Particle detectors and the zero mode of a quantum field

TL;DR

This paper investigates how the zero mode of a quantum field influences particle detector responses, showing it can be minimized through specific initial state tuning, with implications for various detector motions.

Contribution

It provides a detailed analysis of the zero mode effects on particle detectors, including methods to suppress these effects in different scenarios.

Findings

Zero mode impact is nonvanishing but can be negligible in certain limits.

Tuning the initial state of the zero mode can suppress its effects for derivative-coupling detectors.

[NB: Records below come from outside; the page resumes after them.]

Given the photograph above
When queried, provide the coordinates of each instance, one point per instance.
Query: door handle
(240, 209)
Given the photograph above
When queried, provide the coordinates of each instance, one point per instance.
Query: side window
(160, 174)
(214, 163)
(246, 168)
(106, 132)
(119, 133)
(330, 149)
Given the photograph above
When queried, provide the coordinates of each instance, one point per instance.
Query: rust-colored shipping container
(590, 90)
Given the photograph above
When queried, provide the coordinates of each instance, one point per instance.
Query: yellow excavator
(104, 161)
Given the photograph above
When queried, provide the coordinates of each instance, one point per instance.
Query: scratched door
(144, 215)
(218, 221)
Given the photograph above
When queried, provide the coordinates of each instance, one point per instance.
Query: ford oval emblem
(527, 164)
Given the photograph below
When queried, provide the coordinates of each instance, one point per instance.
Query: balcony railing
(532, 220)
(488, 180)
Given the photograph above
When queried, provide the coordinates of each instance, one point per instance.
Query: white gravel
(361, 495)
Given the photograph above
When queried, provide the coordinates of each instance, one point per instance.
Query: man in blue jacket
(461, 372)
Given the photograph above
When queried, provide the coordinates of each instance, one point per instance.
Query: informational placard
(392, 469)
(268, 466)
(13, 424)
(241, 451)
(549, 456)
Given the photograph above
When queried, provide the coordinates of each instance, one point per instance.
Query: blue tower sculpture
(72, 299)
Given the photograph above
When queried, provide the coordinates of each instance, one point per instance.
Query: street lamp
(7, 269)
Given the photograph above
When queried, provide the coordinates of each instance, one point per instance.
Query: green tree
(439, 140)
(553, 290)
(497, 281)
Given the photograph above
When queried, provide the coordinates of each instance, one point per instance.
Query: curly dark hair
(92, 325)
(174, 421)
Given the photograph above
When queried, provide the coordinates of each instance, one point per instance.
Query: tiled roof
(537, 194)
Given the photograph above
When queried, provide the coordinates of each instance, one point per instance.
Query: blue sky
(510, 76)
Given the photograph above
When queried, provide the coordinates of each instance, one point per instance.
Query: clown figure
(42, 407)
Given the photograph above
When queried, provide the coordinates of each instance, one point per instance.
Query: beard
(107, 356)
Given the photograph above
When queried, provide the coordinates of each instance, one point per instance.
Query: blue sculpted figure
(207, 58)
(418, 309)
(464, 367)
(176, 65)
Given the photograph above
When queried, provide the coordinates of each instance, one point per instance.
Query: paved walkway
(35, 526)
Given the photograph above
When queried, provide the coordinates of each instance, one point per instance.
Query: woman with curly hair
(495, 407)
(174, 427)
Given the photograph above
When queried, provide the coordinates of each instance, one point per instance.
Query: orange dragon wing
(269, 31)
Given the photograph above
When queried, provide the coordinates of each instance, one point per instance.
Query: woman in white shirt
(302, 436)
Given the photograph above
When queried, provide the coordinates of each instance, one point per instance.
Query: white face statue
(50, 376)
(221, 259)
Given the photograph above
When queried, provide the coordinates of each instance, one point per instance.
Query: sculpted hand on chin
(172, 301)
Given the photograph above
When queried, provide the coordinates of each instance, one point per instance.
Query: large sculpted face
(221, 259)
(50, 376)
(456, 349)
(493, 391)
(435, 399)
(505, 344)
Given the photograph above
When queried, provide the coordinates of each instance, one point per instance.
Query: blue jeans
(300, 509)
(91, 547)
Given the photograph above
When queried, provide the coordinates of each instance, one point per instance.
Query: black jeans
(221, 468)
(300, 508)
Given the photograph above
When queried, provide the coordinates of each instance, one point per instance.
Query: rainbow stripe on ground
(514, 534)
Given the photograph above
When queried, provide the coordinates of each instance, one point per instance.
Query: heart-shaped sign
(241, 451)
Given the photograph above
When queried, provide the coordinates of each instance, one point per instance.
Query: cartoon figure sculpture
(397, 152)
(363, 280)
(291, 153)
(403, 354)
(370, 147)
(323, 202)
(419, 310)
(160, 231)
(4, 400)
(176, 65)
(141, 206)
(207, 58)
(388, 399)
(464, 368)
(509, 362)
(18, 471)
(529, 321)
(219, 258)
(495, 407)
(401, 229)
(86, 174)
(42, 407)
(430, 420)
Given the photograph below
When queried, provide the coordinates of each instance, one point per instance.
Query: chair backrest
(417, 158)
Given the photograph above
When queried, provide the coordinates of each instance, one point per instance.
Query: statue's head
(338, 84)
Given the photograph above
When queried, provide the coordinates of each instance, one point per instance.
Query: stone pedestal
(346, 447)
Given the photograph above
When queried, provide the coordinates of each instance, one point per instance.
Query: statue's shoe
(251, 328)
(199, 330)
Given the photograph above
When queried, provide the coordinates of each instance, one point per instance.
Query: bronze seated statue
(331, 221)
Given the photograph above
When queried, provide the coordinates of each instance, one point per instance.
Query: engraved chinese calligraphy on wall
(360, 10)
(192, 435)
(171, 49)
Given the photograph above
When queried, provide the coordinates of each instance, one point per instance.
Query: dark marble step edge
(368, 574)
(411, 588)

Regularity of the ultrarelativistic limit is demonstrated for inertial detectors with arbitrary velocity.

Abstract

We study the impact of the zero-mode of a quantum field on the evolution of a particle detector. For a massless scalar field in a periodic cavity, we show that the impact of the zero mode on the Unruh-DeWitt detector and its derivative-coupling generalisation is necessarily nonvanishing but can be made negligible in some limits, including those commonly occurring in non-relativistic quantum optics. For the derivative-coupling detector this can be accomplished by just tuning the zero mode's initial state, but the standard Unruh-DeWitt detector requires a more subtle and careful tuning. Applications include an inertial detector with arbitrary velocity, where we demonstrate the regularity of the ultrarelativistic limit, and a detector with uniform acceleration.